You are viewing a plain text version of this content. The canonical link for it is here.
Posted to dev@uima.apache.org by Peter Klügl <pk...@uni-wuerzburg.de> on 2013/04/22 14:45:02 UTC

[DISCUSS] New extensions/components for UIMA TextMarker

Hi,

I am planning for some time to contribute a few extensions/components
for UIMA TextMarker, which have been developed by my students. As I will
rename all projects soon, I want to prepone the contributions.

I want to start a discussion with this mail, whether the contributions
are reasonable and welcome, and if the proposed procedure is OK.

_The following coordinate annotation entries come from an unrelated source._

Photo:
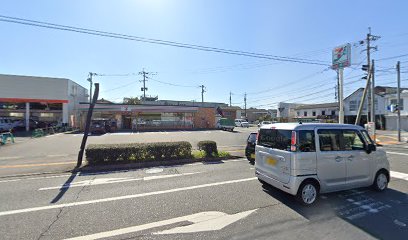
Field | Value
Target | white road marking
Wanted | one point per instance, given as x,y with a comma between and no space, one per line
101,200
10,158
203,221
100,181
58,155
397,153
399,223
399,175
206,223
154,170
12,180
235,160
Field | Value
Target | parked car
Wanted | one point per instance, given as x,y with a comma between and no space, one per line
20,124
103,125
241,123
6,124
342,157
225,124
250,147
98,127
264,123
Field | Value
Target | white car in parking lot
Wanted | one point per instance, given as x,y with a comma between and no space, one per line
6,124
241,123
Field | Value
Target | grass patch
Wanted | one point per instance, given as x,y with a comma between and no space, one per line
223,154
200,154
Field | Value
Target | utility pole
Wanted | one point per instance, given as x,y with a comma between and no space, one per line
373,97
245,105
341,102
145,76
90,87
398,101
368,40
363,97
202,93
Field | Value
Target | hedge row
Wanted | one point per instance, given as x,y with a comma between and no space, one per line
111,153
209,147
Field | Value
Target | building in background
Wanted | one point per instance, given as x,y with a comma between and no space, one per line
323,112
254,114
352,103
286,111
141,117
391,118
184,103
43,99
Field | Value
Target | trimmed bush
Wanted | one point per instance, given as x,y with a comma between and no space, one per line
209,147
136,152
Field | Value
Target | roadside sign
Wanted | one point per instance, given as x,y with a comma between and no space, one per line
341,56
370,127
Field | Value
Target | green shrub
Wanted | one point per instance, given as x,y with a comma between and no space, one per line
131,152
209,147
198,154
223,154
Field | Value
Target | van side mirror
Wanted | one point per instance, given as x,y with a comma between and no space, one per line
370,148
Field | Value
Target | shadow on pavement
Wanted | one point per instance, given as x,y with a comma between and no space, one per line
383,215
64,188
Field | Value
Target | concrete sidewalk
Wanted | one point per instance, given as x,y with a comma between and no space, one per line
386,137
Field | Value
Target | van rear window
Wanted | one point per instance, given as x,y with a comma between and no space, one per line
275,138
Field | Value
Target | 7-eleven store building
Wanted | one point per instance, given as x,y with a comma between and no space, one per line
151,117
45,99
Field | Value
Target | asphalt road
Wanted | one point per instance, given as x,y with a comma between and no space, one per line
58,153
220,200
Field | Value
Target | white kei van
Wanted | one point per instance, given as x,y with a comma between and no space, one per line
312,158
241,123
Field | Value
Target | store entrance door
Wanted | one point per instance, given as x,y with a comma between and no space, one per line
127,122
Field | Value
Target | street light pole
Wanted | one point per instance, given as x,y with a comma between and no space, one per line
90,86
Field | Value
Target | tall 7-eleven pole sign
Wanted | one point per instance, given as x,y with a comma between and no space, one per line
341,58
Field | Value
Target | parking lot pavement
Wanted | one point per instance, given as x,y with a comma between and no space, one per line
219,200
58,153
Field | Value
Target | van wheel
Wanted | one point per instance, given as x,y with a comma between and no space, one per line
307,193
380,181
263,182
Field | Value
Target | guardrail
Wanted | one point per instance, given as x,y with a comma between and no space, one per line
5,136
40,132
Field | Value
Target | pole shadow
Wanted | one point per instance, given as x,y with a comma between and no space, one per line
64,188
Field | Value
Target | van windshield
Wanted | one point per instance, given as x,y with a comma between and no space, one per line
275,138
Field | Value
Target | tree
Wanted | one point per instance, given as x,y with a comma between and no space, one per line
131,100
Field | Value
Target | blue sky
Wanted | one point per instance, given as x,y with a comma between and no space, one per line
305,29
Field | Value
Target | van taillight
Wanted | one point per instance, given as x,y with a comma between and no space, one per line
257,137
293,142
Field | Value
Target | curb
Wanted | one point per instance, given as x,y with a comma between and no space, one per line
140,165
125,166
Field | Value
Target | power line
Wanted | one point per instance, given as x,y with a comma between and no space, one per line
157,41
393,57
171,84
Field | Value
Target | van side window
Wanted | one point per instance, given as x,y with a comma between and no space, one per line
274,138
307,141
329,139
352,140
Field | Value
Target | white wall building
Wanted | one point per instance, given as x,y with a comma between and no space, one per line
286,111
318,111
352,103
391,118
44,98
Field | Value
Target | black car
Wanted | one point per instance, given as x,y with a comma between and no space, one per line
250,148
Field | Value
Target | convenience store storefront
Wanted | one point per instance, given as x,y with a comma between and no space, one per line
151,117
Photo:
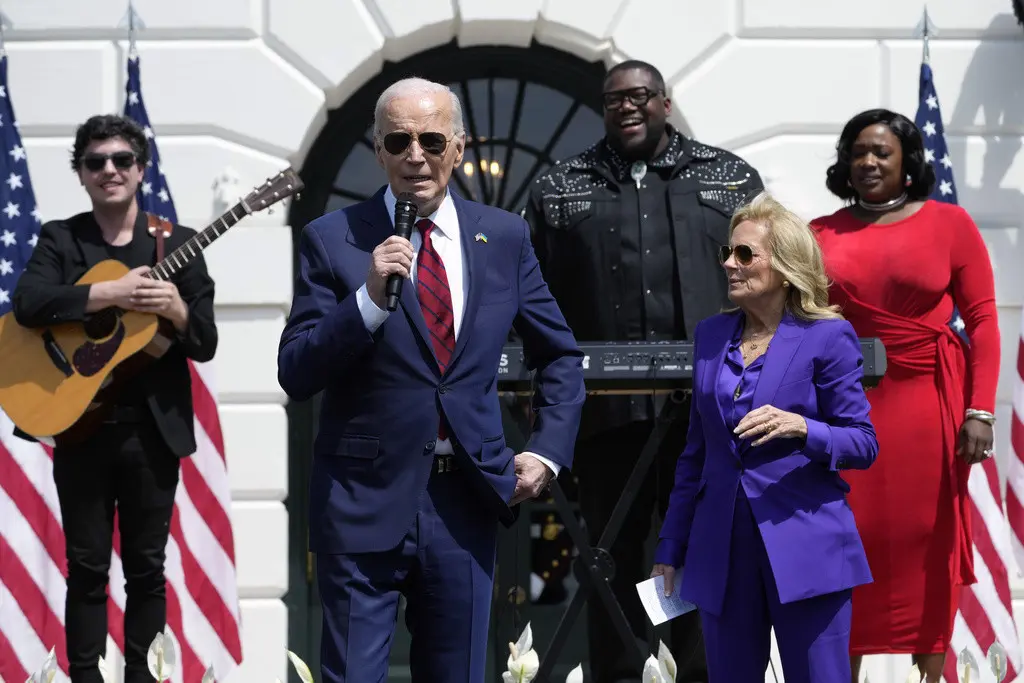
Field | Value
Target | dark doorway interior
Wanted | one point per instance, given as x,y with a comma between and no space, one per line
524,109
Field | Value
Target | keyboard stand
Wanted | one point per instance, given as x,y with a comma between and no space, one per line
595,566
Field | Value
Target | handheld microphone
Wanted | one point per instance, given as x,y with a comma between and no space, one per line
404,218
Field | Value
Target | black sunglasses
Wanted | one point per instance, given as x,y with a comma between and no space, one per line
432,143
122,161
743,254
639,96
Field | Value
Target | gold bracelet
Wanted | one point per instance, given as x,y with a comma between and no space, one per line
983,416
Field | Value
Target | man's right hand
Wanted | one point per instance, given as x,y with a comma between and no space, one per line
394,255
670,577
117,292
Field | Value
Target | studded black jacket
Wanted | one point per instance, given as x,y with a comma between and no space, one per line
595,219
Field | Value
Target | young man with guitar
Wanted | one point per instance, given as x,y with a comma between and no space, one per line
130,459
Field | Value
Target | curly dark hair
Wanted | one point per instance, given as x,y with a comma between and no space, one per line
922,173
103,127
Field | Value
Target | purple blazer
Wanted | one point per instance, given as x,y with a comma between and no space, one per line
798,498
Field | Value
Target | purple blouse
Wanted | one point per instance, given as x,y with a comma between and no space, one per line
735,383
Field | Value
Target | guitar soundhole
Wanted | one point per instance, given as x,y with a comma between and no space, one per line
91,356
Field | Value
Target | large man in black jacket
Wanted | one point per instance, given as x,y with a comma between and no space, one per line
131,461
628,236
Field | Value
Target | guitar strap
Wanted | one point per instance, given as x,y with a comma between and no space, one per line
161,229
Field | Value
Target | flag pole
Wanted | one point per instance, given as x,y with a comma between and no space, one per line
926,29
133,23
4,25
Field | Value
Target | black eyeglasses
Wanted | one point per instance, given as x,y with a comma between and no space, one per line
639,96
743,254
432,143
122,161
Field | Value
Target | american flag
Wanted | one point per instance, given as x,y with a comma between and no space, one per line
32,556
985,613
202,593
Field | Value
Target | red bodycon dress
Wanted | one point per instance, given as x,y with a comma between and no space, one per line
898,283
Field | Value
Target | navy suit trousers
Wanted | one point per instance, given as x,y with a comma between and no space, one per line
444,567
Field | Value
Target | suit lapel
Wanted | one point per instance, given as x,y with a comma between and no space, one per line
777,359
89,240
376,216
475,262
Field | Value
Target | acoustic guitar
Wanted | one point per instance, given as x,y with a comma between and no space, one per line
56,383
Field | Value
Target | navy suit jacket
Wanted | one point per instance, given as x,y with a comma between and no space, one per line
813,369
382,392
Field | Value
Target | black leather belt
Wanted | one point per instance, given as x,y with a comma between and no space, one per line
443,464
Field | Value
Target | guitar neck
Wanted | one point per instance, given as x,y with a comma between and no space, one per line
186,253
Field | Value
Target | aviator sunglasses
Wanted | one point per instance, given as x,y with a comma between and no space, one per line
432,143
122,161
638,96
743,254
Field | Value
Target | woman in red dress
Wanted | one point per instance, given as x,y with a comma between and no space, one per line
899,262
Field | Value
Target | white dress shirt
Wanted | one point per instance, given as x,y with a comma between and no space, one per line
448,243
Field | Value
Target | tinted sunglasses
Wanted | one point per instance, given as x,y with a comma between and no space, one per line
639,96
432,143
743,254
122,161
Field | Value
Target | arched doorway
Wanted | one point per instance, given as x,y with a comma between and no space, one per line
524,110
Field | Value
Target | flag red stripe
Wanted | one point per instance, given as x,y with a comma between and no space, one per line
1017,435
983,547
205,407
192,668
32,601
34,508
1020,356
116,615
208,506
205,594
10,667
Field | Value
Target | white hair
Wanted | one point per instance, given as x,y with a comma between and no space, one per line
409,87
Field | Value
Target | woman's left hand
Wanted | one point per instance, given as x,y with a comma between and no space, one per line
768,422
975,441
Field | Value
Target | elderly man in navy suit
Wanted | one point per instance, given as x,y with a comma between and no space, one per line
411,472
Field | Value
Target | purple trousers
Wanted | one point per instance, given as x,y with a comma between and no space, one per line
813,634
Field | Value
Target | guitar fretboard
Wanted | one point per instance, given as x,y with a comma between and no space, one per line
187,252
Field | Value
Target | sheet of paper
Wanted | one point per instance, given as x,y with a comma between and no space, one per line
658,607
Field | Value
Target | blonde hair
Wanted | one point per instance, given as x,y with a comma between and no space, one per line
795,255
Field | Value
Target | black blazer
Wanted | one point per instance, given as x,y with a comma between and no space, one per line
573,211
46,295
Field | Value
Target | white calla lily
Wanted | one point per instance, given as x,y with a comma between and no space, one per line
652,671
49,668
667,663
104,671
523,663
301,668
576,676
967,667
162,657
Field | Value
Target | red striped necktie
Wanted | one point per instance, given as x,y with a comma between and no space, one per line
435,302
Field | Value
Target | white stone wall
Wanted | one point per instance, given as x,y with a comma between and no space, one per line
246,83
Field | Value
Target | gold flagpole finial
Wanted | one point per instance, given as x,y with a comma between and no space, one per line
133,23
926,30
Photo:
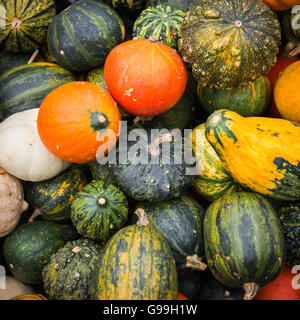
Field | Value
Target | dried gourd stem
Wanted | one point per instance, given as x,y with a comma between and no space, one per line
34,55
36,213
251,289
154,149
142,119
194,262
143,221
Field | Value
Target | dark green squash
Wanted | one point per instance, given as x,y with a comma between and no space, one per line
161,23
229,44
180,222
68,273
290,220
81,37
184,5
52,198
26,24
244,241
149,173
136,264
29,247
249,101
99,210
25,87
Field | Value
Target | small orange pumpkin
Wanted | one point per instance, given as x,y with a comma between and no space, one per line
280,5
75,119
145,77
287,92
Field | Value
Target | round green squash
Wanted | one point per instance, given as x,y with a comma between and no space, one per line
241,41
244,241
52,198
26,24
150,173
26,86
9,60
212,180
99,210
181,116
184,5
68,273
29,247
290,220
249,101
136,264
97,76
180,222
81,37
160,23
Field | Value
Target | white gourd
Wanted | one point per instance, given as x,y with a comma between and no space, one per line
22,153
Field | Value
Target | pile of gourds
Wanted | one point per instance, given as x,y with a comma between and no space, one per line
78,79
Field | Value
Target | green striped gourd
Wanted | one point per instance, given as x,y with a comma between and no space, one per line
160,23
136,264
52,198
26,24
180,222
26,86
99,210
244,241
81,37
249,101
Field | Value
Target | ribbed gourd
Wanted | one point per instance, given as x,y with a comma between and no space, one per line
244,242
52,198
99,210
25,24
161,23
229,44
180,222
212,180
289,214
260,153
136,264
68,273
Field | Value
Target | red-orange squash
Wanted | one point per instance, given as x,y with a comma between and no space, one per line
280,5
75,119
282,287
287,93
145,77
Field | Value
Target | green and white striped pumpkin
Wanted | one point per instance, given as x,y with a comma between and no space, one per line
26,23
161,23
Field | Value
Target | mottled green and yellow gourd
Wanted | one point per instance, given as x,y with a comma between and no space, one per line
68,273
260,153
229,44
26,24
160,23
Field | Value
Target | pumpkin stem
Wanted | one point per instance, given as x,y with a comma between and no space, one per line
36,213
194,262
34,55
143,221
142,119
153,148
251,289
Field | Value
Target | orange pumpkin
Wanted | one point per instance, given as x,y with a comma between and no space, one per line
287,92
77,118
145,77
280,5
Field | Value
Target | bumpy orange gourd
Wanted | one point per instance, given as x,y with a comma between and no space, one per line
287,92
145,77
280,5
76,119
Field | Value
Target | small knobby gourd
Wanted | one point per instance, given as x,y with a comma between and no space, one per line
260,153
12,202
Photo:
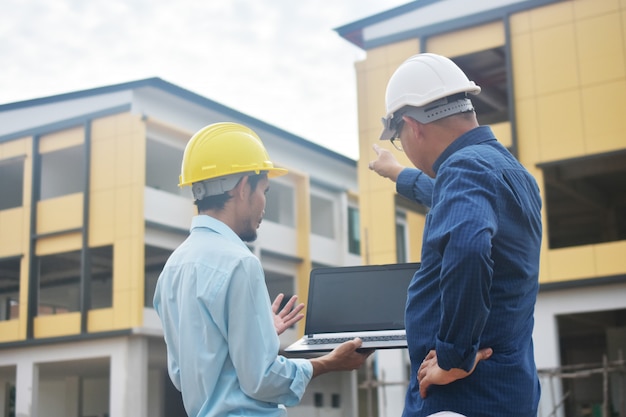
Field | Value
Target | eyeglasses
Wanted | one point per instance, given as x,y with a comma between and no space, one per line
395,141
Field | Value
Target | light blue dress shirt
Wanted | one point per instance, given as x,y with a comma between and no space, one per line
222,346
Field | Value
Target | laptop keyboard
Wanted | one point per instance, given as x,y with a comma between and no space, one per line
323,341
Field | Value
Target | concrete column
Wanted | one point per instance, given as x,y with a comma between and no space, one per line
27,392
129,379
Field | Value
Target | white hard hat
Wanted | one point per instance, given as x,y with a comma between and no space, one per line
426,82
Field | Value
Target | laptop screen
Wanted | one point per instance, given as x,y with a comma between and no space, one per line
359,298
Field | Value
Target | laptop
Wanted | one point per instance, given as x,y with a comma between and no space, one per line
365,301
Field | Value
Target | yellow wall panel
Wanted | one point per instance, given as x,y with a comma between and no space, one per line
103,154
58,244
122,269
600,61
555,63
62,139
125,161
527,132
60,213
523,66
57,325
603,117
587,8
123,212
560,126
415,226
9,331
571,263
122,314
13,237
503,133
474,39
100,320
610,258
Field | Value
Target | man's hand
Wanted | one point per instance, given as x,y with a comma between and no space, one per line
289,315
345,357
430,373
386,165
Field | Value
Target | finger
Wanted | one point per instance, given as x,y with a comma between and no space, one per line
423,388
277,301
294,312
289,306
485,353
293,320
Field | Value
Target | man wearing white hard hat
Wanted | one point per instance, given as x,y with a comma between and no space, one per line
469,314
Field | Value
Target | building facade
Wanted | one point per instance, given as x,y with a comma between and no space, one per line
89,213
553,78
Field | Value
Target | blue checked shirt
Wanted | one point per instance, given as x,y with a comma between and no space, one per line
478,281
222,347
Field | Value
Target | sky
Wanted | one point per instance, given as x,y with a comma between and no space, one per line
280,61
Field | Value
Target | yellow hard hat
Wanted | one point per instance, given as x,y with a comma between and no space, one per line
221,150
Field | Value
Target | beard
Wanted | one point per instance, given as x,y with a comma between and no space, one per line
249,236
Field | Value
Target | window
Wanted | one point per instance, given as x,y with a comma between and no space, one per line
101,277
163,164
60,280
354,231
59,283
488,70
9,288
322,217
279,207
585,200
62,172
11,183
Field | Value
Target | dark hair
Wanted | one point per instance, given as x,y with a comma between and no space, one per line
217,202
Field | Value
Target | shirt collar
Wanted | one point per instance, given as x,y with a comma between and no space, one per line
203,221
475,136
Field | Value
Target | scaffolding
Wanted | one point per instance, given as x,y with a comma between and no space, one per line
613,375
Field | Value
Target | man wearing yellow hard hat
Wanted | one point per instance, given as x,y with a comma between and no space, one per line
220,328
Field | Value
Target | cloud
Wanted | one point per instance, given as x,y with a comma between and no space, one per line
276,60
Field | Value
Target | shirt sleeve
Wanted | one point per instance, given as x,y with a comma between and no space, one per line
463,226
254,344
413,184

textmarker-ep-textruler-kep:
A new rule learning algorithm with the idea, that humans use different
engineering patterns to create rule files. The implementation contains
simple learning algorithms for a few patterns and tries to combine the
different rules in order to gain advantage of their synergy.
Essentially, the resulting rules should resemble more the rules a human
would write.

textmarker-ep-textruler-trabal:
A new rule learning algorithm, which is able to induce
transformation-based error-driven rules. The basic idea is similar to
the Brill-Tagger, but it is completely generic (no rule templates) and
can also handle arbitrary annotations instead of tags of tokens.

textmarker-ep-augur:
This project is essentially about evaluating information extraction
models (textmarker rules) without labeled data. It is a new framework
similar to the testing views of the TextMarker Workbench, which are used
for back-testing and test-driven development. In contrast to the testing
views, the new framework is able to evaluate documents without a gold
dataset. Here, the user can specify background knowledge (constraints),
which are applied to estimate the accuracy.

Procedure of contribution:
- Create a Jira issue for each contribution
- Let the student attach the project (I do not know if there is still a
check box for the license)
- Commit the projects to sandbox/trunk
- Integrate projects in existing textmarker projects

Is there a way to avoid ICLA for each student?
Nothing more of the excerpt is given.